In this study, the degree of clinical wrinkles was objectively measured by using a device (the Visiometer) that converts the skin surface roughness to numerical values. The facial wrinkles decreased in both the lower-dose and higher-dose groups; however, no dose-response relationship was seen in this study. This may be partially attributed to the small number of subjects in this study and a relatively short time period of aloe gel supplementation. The decrease in facial wrinkles as measured by the Visiometer reflects increased type I procollagen in both dosing groups. At the gene level, lower-dose aloe was shown to increase type I procollagen mRNA in the photo-protected buttock skin, albeit without statistical significance, whereas no change was seen in the MMP-1 mRNA levels. In the higher-dose group, while aloe gel had little effect on the type I procollagen mRNA levels, it caused a significant decrease in the MMP-1 mRNA levels. As a result, both dosing groups would have a net gain of procollagen that would correlate clinically with the improvement of wrinkles, as measured by the Visiometer. Type I procollagen immunostaining also demonstrated an upregulated protein expression in both groups.

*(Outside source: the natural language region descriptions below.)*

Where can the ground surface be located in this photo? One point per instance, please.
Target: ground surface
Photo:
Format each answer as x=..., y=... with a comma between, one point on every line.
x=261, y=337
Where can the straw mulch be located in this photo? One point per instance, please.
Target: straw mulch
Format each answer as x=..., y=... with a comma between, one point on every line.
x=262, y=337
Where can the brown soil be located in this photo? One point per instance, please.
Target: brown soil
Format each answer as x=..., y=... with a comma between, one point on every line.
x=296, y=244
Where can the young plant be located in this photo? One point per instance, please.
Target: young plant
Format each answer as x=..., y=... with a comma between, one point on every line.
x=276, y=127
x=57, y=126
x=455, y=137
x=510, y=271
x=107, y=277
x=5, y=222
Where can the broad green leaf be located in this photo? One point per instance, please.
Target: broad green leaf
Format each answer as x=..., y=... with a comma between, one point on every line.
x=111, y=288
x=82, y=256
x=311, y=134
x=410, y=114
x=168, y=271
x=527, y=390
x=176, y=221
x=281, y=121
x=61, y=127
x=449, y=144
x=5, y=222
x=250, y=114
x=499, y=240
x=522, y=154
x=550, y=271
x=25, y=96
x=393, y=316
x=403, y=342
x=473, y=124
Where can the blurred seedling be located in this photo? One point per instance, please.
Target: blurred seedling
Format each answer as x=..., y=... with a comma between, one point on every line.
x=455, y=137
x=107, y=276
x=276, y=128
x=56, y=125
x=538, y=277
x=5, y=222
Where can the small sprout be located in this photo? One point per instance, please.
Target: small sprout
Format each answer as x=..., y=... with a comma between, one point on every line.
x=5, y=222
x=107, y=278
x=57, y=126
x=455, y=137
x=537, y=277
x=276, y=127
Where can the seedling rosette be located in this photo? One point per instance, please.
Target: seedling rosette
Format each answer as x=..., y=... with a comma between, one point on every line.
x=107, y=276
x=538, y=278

The mechanism by which aloe exerts its anti-aging effects is unknown. The therapeutic action of aloe has been studied mostly for wound healing. When wounded diabetic rats were treated orally and topically with aloe gel, increased collagen formation was later demonstrated17
, and the collagen formed had a higher degree of crosslinking, indicating enhanced levels of type III collagen18
. According to the literature on the therapeutic effect of aloe, immunostimulation frequently appears as a contributory factor. Aloe gel extracts, when applied after UV exposure, were found to prevent suppression of local and systemic immunity to haptens and delayed type hypersensitivity responses to Candida albicans
. This was attributed to the presence of polysaccharides in the aloe vera gel. They have no significant anti-oxidant activity; the immune-protective action of aloe polysaccharides takes place at a step downstream from DNA damage and repair, possibly by modulating the DNA-damage-activated signal transduction pathways20
. These compounds may act by novel mechanisms to block the signal transduction pathways and the production of immunosuppressive cytokines. An acetylated glucomannan in aloe was found to be the biologically active, dominant polysaccharide, so much so that it was named acemannan5
. Acemannan from aloe was shown to increase collagen biosynthesis, and perhaps this occurred through macrophage stimulation21
. In addition, active glycoproteins have been demonstrated in aloe gel and they may well play some part in aloe's therapeutic activity, either immunologically as lectins or as proteases such as anti-bradykinins. Superoxide dismutase activities have also been reported from Aloe vera
There are 3 cases of oral aloe vera-induced hepatitis in the medical literature23-25
. In this study, no toxicity was observed in association with oral aloe intake. The doses used in the study were determined arbitrarily based on the daily recommended dosage of aloe by the manufacturer of the study material. From the two doses used in this study, no dose-response relationship could be demonstrated clinically (wrinkles and the elasticity measures), biochemically (procollagen and the MMP-1 gene levels) or microscopically (procollagen staining). Our results indicate no added advantage of high-dose aloe vera gel ingestion for cutaneous anti-aging purposes. The limitations of the study include the lack of a control group. In addition, daily sunblock use may have added to the protective effects of aloe; however, sunblock alone does not actively increase procollagen production or reduce the MMP-1 gene expression. It only renders skin less susceptible to further photodamage that would occur with the passage of time. Therefore, the role of sunblock as an active anti-aging substance could be excluded. For determining the optimal effective daily dosage of aloe, a placebo-controlled study with a larger number of subjects and a longer study period is warranted.
Since aloe significantly decreased wrinkles and it increased elasticity in photoaged human skin in vivo with an increase of the net procollagen, oral aloe gel supplementation may be a novel anti-aging strategy that prevents and repairs cutaneous photoaging. A future challenge will be to determine the mechanism of action of aloe gel in preventing cutaneous aging.